SLMOpen sourceLATAM
The rise of SLMs (small language models) and why they matter in LATAM
Why small models are eating a large slice of the market, especially in countries with higher infrastructure costs.
April 12, 2026 · Lixto Labs Team · 1 min read
Bigger isn't always better
In 2024 everyone talked about giant LLMs. In 2026 most solutions we ship to Mexican companies use small models — between 3 and 30 billion parameters — that run on a single GPU or even CPU.
Why SLMs matter so much in LATAM
- Cost: a mid-size Mexican company won't tolerate a 15,000 USD/month OpenAI bill. A self-hosted SLM can run for under 1,000 USD/month.
- Latency: running the model in a Mexico City or Querétaro datacenter eliminates the 200-300ms US round trip.
- Privacy and data sovereignty: regulated companies (banking, health, government) often can't send data to APIs abroad.
- Specialization: an SLM fine-tuned on your domain beats generic GPT-5 at narrow tasks.
SLMs we're using
- Llama 4 8B and 30B: workhorse. Great quality/cost, easy to fine-tune.
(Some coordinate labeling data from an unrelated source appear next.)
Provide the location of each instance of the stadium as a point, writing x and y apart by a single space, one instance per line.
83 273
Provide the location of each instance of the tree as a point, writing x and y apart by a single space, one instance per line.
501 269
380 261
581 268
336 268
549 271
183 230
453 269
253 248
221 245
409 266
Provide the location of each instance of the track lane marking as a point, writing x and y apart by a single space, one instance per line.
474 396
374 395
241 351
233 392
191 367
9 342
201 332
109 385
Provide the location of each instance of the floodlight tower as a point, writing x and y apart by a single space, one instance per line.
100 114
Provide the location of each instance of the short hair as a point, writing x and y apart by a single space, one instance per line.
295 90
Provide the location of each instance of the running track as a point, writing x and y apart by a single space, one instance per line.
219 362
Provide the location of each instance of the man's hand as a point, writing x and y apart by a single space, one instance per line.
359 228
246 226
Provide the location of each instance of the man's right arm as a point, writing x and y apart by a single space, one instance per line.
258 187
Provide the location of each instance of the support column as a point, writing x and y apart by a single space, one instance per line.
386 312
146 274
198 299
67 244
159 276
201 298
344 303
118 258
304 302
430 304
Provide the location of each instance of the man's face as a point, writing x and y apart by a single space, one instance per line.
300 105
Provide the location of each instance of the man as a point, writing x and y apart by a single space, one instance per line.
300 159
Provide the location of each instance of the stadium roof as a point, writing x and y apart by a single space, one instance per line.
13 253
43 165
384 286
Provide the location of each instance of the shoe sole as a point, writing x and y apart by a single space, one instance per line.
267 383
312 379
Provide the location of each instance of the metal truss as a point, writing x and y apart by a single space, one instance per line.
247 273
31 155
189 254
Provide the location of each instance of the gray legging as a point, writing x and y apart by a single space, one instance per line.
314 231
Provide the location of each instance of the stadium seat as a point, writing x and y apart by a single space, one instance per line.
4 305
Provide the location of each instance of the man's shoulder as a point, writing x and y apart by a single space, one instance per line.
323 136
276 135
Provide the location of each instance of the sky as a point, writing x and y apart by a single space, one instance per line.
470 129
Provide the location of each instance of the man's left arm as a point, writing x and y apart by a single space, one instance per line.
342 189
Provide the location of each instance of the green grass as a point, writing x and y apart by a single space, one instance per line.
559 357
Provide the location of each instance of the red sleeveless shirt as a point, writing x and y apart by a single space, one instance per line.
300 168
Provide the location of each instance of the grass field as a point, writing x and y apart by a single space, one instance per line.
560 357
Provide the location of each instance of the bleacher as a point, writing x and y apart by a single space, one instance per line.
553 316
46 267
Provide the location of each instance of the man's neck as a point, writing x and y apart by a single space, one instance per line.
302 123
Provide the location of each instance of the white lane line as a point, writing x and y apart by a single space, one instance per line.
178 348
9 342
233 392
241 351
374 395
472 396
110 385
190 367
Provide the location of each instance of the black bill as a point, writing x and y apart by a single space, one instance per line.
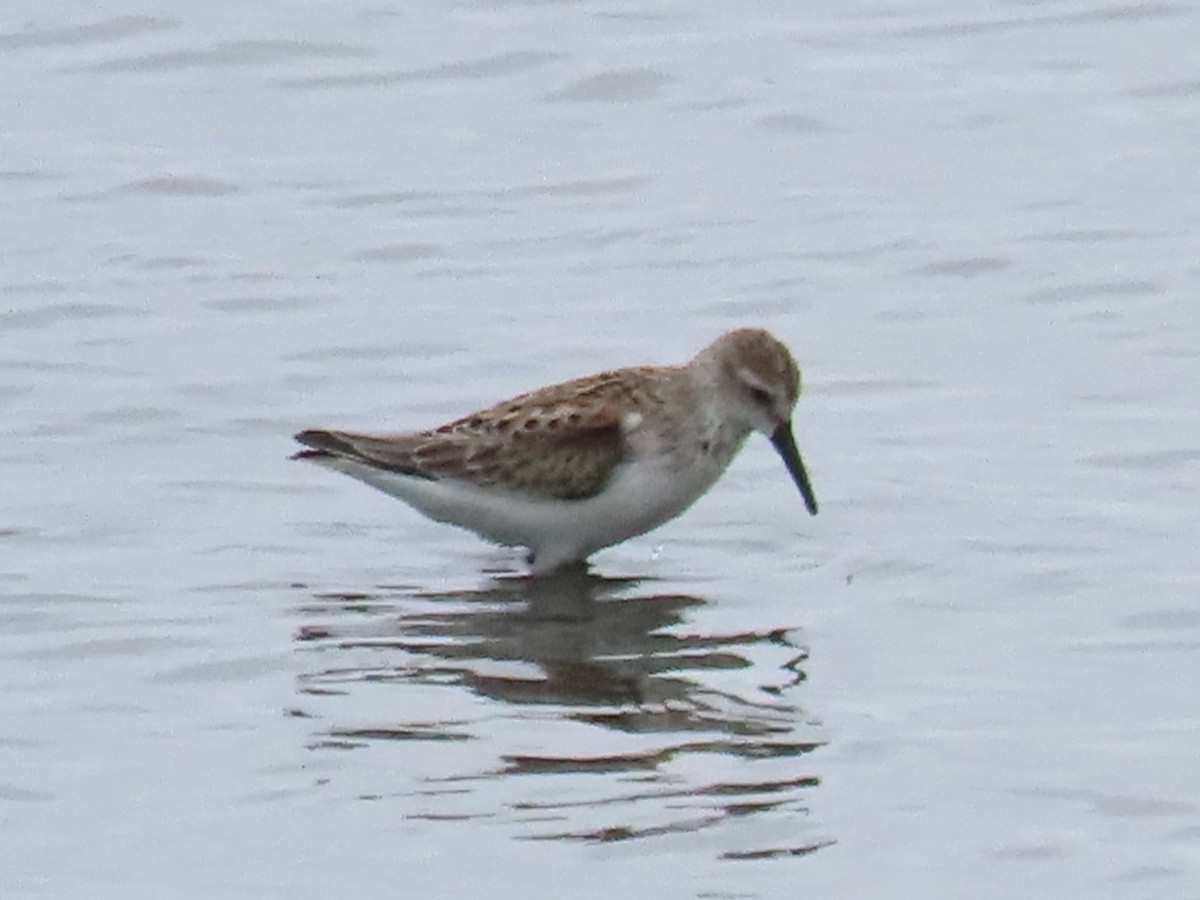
785 443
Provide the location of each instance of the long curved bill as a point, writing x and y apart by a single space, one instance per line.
785 444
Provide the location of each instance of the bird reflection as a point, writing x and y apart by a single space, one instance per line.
606 653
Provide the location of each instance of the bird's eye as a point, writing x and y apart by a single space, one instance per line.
760 396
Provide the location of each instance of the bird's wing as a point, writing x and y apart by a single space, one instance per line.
549 450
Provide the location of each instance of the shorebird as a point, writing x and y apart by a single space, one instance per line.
575 467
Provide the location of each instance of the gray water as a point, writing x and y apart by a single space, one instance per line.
975 673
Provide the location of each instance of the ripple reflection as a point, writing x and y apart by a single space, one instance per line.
629 721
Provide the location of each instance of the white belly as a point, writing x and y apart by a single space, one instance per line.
641 496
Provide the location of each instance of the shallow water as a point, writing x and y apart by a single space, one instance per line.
973 673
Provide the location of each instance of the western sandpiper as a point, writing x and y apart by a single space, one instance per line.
575 467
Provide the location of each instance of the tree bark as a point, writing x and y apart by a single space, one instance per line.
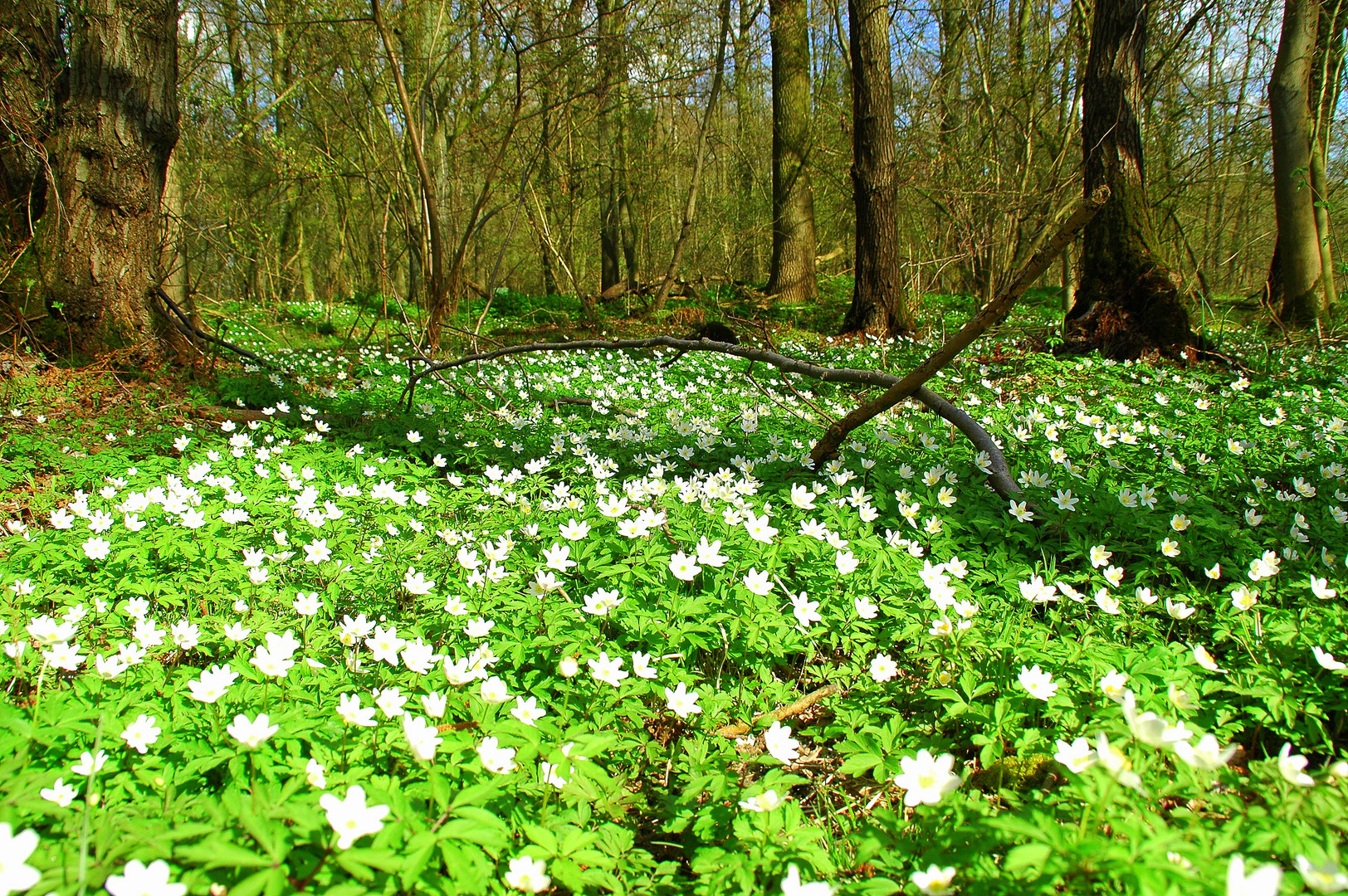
699 162
1293 136
30 64
792 271
881 304
116 131
1326 88
437 286
1127 300
608 56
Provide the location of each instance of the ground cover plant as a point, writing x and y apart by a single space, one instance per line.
507 643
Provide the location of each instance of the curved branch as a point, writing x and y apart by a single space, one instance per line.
993 313
999 477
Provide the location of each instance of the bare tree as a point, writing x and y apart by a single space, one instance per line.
115 132
879 297
792 272
1129 300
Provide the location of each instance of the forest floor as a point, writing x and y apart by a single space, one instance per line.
287 636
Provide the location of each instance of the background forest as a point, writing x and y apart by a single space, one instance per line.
437 151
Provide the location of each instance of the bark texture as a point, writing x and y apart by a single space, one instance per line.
1297 282
1127 302
30 62
115 134
881 304
792 272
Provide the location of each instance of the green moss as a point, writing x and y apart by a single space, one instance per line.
1014 772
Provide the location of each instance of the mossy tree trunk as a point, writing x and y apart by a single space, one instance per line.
1127 300
879 298
792 271
116 131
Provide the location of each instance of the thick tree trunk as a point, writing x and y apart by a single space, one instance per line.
1293 138
1326 86
745 263
1127 300
116 131
438 286
609 211
30 64
792 272
879 299
699 162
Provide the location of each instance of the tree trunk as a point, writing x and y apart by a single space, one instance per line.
792 272
1127 300
118 129
745 265
437 285
30 64
699 162
881 302
1293 136
609 209
1326 86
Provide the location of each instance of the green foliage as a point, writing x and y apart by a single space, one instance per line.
892 573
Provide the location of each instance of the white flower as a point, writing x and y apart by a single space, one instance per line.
142 733
1077 755
1150 728
1293 767
935 880
1326 878
60 792
138 879
607 670
15 849
499 760
1326 660
1179 609
89 763
252 734
758 582
711 554
883 669
764 802
792 884
422 738
684 567
527 874
417 582
681 701
1119 766
351 818
1205 659
1207 753
1265 881
1038 684
926 777
352 713
527 710
779 743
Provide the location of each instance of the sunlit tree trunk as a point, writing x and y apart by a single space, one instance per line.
879 298
792 272
118 129
1293 135
1127 299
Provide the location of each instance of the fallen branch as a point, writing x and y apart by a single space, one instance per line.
993 313
739 729
190 329
999 477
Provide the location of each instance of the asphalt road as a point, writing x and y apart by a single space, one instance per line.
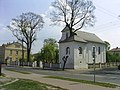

- Qwen 3: strong reasoning and code, solid multilingual support.
- Phi-5: Microsoft. Surprisingly good for its size.
- Mistral Small: still great for simple tools and function calling.
When NOT to use an SLM
- When you need extended multi-step reasoning: GPT-5 or Claude still win clearly.
- When your volume is low (under 100k requests/month): operational cost doesn't justify it.
- When you don't have DevOps/MLOps capacity: hosting an SLM isn't trivial.
If you meet the volume and privacy criteria, a well-tuned SLM is probably the best cost/benefit decision you'll make this year.